Support Questions
Find answers, ask questions, and share your expertise
Announcements
Check out our newest addition to the community, the Cloudera Innovation Accelerator group hub.

how to recover hbase using hdfs data directory

Rising Star

My old hdfs data directory location - /apps/hbase/data

My new hdfs data directory location - /apps/hbase/data2

Hbase table Name - CUTOFF2

create 'CUTOFF2', {NAME => '1'}

I am doing following steps to recover data. But not working. Please tell me where I am wrong-

hadoop fs -ls /apps/hbase/data/data/default/CUTOFF2/4c8d68c329cdb6d73d4094fd64e5e37d/1/d321dfcd3b1245d2b5cc2ec1aab3a9f2 hadoop fs -ls /apps/hbase/data2/data/default/CUTOFF2/8f1aff44991e1a08c6a6bbf9c2546cf6/1

put 'CUTOFF2' , 'samplerow', '1:1' , 'sampledata' count 'CUTOFF2'

su - hbase

hadoop fs -cp /apps/hbase/data/data/default/CUTOFF2/4c8d68c329cdb6d73d4094fd64e5e37d/1/d321dfcd3b1245d2b5cc2ec1aab3a9f2 /apps/hbase/data2/data/default/CUTOFF2/8f1aff44991e1a08c6a6bbf9c2546cf6/1

major_compact 'CUTOFF2'

Please correct my steps so recovery works.

1 ACCEPTED SOLUTION

Contributor

Hi @Raja Ray, here are the steps for recover Hfiles in another hdfs directory:

1. Shutdown the hbase with old hdfs path.

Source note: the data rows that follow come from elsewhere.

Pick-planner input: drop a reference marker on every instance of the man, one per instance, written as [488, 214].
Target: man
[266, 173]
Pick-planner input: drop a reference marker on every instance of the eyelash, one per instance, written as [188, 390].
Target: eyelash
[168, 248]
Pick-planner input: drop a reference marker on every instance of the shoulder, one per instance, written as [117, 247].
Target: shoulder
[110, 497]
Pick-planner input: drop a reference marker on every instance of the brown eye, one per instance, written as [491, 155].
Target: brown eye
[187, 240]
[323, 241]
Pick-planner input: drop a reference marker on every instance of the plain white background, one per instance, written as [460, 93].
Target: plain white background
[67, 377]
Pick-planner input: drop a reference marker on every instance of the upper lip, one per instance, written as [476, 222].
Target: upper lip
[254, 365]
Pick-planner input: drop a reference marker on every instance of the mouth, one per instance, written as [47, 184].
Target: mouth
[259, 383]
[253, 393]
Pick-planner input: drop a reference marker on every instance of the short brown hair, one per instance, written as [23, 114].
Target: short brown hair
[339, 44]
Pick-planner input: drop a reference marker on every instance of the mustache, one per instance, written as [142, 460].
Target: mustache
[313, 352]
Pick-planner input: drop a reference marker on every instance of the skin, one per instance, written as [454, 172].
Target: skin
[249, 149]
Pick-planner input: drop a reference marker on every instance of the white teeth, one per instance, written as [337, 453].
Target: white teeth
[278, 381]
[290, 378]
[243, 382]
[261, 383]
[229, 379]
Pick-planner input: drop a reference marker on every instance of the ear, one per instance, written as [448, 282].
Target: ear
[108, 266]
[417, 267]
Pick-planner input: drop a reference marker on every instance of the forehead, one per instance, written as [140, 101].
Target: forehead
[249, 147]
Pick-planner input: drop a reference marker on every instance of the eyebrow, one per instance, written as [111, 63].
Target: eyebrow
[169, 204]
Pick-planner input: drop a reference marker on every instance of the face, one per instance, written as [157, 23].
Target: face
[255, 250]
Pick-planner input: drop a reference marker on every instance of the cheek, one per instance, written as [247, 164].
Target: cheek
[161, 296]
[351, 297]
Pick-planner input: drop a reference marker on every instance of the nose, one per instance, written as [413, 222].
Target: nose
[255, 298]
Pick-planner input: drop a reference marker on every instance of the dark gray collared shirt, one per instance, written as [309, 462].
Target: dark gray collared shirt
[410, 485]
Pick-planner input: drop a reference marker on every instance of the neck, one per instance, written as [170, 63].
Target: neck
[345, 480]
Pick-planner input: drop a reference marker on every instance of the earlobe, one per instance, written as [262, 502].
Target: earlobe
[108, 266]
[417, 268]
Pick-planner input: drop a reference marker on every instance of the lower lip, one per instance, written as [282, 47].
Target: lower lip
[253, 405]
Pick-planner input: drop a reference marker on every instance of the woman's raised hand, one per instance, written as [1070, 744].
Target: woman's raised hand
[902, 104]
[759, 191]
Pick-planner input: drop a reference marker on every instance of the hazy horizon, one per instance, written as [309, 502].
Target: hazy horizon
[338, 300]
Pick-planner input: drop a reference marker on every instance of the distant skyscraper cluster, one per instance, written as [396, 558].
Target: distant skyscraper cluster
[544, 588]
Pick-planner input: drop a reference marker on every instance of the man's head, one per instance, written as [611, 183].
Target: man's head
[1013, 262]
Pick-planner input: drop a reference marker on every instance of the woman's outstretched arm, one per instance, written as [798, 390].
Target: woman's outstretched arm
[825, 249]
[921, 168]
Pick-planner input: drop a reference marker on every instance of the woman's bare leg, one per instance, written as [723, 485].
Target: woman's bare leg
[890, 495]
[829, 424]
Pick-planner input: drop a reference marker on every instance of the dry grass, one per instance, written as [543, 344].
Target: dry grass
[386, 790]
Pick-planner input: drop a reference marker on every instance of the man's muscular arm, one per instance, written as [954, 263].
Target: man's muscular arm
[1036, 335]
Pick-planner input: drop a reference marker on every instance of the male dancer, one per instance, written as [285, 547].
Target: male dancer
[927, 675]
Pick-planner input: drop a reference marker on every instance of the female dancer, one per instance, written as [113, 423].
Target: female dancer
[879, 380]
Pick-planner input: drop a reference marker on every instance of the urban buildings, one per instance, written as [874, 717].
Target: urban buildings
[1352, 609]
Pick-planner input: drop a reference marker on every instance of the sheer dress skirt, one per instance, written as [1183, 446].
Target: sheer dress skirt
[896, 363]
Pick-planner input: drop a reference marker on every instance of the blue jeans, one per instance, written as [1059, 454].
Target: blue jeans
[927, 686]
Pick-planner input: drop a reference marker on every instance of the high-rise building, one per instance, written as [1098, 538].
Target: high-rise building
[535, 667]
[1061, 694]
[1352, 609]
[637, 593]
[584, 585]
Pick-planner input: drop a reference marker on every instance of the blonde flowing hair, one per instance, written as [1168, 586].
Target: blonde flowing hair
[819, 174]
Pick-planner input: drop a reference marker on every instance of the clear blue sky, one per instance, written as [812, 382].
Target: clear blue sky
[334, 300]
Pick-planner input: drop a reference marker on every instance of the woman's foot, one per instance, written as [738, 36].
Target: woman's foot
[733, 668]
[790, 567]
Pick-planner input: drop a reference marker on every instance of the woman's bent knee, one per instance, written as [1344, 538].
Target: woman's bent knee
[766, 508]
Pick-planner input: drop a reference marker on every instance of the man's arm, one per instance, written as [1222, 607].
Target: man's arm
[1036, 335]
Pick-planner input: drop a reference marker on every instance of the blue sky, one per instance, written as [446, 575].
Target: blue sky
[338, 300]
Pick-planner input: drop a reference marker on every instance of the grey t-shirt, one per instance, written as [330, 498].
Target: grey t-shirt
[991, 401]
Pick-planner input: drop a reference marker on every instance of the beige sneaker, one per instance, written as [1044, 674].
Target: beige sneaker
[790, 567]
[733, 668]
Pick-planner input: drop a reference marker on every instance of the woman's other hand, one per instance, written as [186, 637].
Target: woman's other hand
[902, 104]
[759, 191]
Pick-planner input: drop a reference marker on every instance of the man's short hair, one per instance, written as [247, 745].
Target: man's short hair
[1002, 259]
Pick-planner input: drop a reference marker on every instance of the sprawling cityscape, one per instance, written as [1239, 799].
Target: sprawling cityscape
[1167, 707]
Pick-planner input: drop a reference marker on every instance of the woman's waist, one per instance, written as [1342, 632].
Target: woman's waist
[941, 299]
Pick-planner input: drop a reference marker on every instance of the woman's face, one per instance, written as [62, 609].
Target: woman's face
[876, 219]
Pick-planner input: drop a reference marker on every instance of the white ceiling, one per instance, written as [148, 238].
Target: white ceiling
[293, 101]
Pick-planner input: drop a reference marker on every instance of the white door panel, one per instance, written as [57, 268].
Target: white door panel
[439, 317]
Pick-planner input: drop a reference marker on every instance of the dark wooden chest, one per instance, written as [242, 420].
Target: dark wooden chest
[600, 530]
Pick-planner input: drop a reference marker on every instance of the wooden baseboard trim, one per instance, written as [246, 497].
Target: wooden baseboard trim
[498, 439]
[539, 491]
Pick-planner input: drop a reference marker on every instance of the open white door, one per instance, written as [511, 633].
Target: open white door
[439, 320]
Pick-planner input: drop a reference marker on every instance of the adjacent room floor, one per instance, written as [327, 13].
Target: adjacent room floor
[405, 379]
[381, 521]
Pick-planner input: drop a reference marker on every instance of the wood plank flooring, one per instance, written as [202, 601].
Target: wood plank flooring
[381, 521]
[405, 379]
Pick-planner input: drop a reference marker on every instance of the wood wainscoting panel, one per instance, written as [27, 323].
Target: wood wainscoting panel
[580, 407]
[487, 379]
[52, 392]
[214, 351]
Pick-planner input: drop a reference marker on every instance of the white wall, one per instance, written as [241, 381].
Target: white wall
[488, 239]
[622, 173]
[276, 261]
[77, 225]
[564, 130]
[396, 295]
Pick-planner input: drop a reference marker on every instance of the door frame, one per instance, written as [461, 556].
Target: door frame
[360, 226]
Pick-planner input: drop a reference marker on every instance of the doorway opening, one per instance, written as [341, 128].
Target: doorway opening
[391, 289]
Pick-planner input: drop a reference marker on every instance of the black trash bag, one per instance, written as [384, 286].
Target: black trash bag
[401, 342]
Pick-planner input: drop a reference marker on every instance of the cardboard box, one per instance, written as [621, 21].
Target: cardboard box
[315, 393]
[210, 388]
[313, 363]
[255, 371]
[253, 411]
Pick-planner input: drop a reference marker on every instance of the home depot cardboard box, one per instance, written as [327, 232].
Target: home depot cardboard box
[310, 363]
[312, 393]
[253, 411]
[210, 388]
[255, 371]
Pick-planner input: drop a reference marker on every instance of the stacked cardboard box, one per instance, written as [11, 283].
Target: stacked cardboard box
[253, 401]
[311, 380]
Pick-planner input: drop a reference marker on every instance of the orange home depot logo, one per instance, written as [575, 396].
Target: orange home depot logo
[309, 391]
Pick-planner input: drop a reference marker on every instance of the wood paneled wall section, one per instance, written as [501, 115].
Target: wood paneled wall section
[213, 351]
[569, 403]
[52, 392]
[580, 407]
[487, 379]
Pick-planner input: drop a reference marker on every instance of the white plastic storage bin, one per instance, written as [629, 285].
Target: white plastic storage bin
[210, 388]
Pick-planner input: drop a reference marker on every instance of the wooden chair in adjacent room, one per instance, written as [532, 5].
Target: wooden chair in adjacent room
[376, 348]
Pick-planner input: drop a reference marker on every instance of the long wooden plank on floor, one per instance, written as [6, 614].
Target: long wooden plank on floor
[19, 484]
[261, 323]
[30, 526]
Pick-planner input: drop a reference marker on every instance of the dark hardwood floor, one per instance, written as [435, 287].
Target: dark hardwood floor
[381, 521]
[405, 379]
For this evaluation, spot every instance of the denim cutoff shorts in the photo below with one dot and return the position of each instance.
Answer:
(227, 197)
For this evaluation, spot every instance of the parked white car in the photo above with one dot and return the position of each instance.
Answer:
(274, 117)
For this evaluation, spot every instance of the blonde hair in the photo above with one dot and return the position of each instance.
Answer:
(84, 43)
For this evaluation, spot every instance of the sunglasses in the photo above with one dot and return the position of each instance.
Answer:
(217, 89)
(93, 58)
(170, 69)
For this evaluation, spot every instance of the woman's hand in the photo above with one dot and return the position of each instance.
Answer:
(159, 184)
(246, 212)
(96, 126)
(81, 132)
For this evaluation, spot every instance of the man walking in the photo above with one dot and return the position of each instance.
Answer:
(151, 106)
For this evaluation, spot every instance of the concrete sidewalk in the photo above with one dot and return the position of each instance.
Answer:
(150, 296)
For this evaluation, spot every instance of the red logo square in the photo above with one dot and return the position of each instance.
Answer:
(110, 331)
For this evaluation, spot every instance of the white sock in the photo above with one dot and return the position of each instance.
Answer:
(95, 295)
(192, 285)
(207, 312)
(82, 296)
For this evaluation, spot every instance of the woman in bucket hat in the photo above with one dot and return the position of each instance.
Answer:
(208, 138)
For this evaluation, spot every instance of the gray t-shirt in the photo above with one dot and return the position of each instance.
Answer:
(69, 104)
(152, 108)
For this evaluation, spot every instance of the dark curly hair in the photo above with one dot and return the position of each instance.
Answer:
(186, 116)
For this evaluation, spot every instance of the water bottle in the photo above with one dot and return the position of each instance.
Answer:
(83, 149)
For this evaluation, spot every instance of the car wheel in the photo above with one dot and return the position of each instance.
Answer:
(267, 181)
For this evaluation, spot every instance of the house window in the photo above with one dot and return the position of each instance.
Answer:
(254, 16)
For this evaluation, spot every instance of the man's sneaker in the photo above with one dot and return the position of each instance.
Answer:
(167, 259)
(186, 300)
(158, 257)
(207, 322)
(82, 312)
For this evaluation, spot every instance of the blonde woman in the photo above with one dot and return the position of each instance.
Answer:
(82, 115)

2. Change 'hbase.rootdir' to new path and restart hbase.

3. Create table 'CUTOFF2', so that new htable structure will be created in new hdfs path, and of course, it's empty.

4. Use distcp to copy hfile(s) from old path to new path in case the hfile(s) are very huge.

5. Do a 'hbase hbck' on the new hbase, and there should be something wrong with the 'CUTOFF2'.

6. Do a 'hbase hbck -repair' on the problematic table and it will finalize the recovery.

7. Done

View solution in original post

12 REPLIES 12

Explorer

In hbase-site.xml, you need to change the "hbase.rootdir" property to your new location.

Contributor

Hi @Raja Ray, here are the steps for recover Hfiles in another hdfs directory:

1. Shutdown the hbase with old hdfs path.

2. Change 'hbase.rootdir' to new path and restart hbase.

3. Create table 'CUTOFF2', so that new htable structure will be created in new hdfs path, and of course, it's empty.

4. Use distcp to copy hfile(s) from old path to new path in case the hfile(s) are very huge.

5. Do a 'hbase hbck' on the new hbase, and there should be something wrong with the 'CUTOFF2'.

6. Do a 'hbase hbck -repair' on the problematic table and it will finalize the recovery.

7. Done

Rising Star

Thanks Victor. I will follow your steps and will let you know.

Rising Star

Hi @Victor Xu,

I followed your steps. It is working fine.

But i needed to restart hbase

Can you please suggest me any other way where I don't need to restart hbase service.

Thanks,

Raja

Contributor

Hi @Raja Ray,

1. Which version of hbase are you using?

2. When performing my steps, is there any specific error log that you can share with me?

3. Could you elaborate on your use case?

Thanks,

Victor

Rising Star

Hi @Victor Xu,

I followed your steps. It is working fine.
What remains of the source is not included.